NLU powers chatbots, enabling them to engage in natural language conversations with users through text or voice. It involves processes such as feature extraction, classification, entity linking, and knowledge management to provide effective answers to user queries.

NLU assists in understanding the sentiment behind customer feedback, providing businesses with valuable insights to improve products and services. Intelligent personal assistants, driven by NLU, contribute to customer service by handling frequently asked questions and assisting users in a more human-like manner.

Content Recommendation

NLU helps in understanding user preferences by analyzing natural language expressions and improving the accuracy of content recommendations. NLU is employed for customer sentiment analysis, helping organizations parse through social media comments to determine the overall sentiment (positive or negative) toward the company or its products.

It also aids in understanding user intent by analyzing terms and phrases entered into a website’s search bar, providing insights into what customers are looking for.

Interactive Voice Response (IVR) and Message Routing

Interactive-Voice-Response-IVR-and-Message-Routing

NLU enhances IVR systems by allowing users to interact with the phone system via voice, converting spoken words into text, and parsing the grammatical structure to determine the caller’s intent.

The inclusion of NLU in IVR systems makes self-service and call routing more intuitive and responsive to natural language queries.

Email Filtering and Risk Analysis

NLU assists in analyzing the content and context of emails to identify and filter out spam. It helps categorize emails based on their content, ensuring that they are organized and easily accessible to users.

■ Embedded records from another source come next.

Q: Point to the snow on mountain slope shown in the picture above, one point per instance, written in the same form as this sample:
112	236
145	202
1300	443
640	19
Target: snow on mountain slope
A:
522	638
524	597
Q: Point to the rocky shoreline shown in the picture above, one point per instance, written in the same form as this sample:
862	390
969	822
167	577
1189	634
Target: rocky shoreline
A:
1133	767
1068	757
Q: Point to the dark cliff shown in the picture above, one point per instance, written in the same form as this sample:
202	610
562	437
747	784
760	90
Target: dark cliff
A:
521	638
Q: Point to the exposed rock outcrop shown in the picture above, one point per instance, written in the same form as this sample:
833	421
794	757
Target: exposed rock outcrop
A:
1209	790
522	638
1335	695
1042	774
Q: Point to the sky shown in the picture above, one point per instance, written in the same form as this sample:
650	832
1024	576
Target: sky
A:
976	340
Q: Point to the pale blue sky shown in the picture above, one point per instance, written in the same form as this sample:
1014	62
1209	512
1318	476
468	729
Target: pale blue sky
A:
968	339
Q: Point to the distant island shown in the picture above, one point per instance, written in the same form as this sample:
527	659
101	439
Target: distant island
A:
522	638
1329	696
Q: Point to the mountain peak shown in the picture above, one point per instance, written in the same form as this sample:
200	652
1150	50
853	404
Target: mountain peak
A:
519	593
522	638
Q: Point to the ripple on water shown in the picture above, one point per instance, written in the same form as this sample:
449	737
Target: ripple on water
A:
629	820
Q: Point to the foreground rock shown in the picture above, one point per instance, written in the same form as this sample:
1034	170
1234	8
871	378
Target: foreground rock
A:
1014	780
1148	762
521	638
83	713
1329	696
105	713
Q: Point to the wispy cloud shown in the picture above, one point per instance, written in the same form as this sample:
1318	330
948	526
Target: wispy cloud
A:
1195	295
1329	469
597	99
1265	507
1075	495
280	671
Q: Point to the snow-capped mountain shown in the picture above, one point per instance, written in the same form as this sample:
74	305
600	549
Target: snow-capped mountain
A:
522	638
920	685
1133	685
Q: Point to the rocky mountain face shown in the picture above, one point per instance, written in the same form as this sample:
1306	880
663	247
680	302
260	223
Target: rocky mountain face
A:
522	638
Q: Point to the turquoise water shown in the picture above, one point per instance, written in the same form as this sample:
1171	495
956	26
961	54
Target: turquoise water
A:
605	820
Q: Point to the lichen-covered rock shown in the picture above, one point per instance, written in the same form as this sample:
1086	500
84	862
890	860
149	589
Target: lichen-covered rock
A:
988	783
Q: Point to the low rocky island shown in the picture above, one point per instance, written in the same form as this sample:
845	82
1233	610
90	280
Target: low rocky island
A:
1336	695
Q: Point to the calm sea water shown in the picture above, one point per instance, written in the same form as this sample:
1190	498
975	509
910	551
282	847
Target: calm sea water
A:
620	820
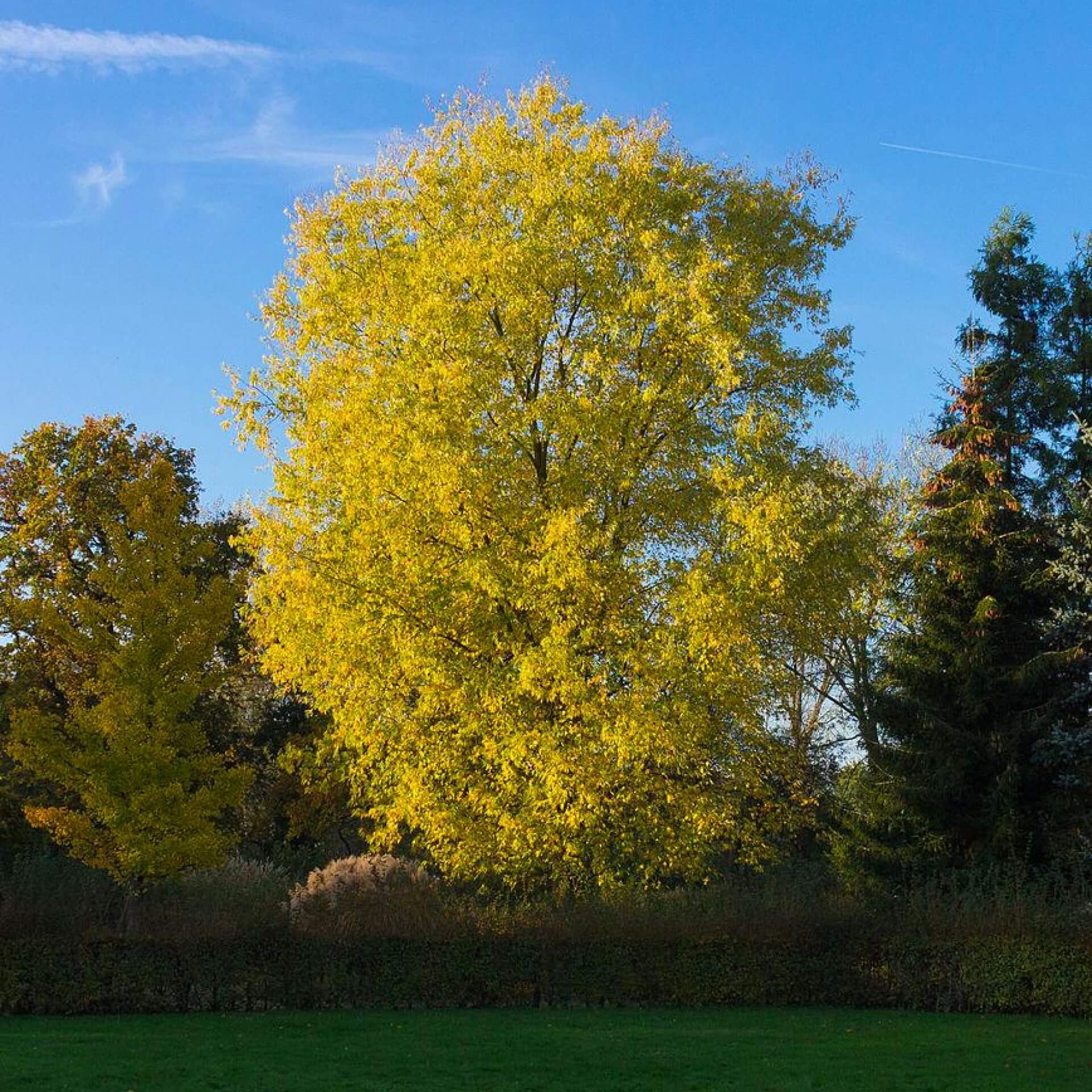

NLU is used to analyze the natural language content in workplace communications, identifying potential risks, compliance issues, or inappropriate language.

Final Words

In recent years, the fields of Natural Language Processing (NLP) and NLU have seen significant improvement, and we are incorporating them into our daily lives. Natural Language Understanding (NLU) is an important part of AI, with numerous real-life applications such as AI assistants, email filtering, content recommendation, customer support, and many more.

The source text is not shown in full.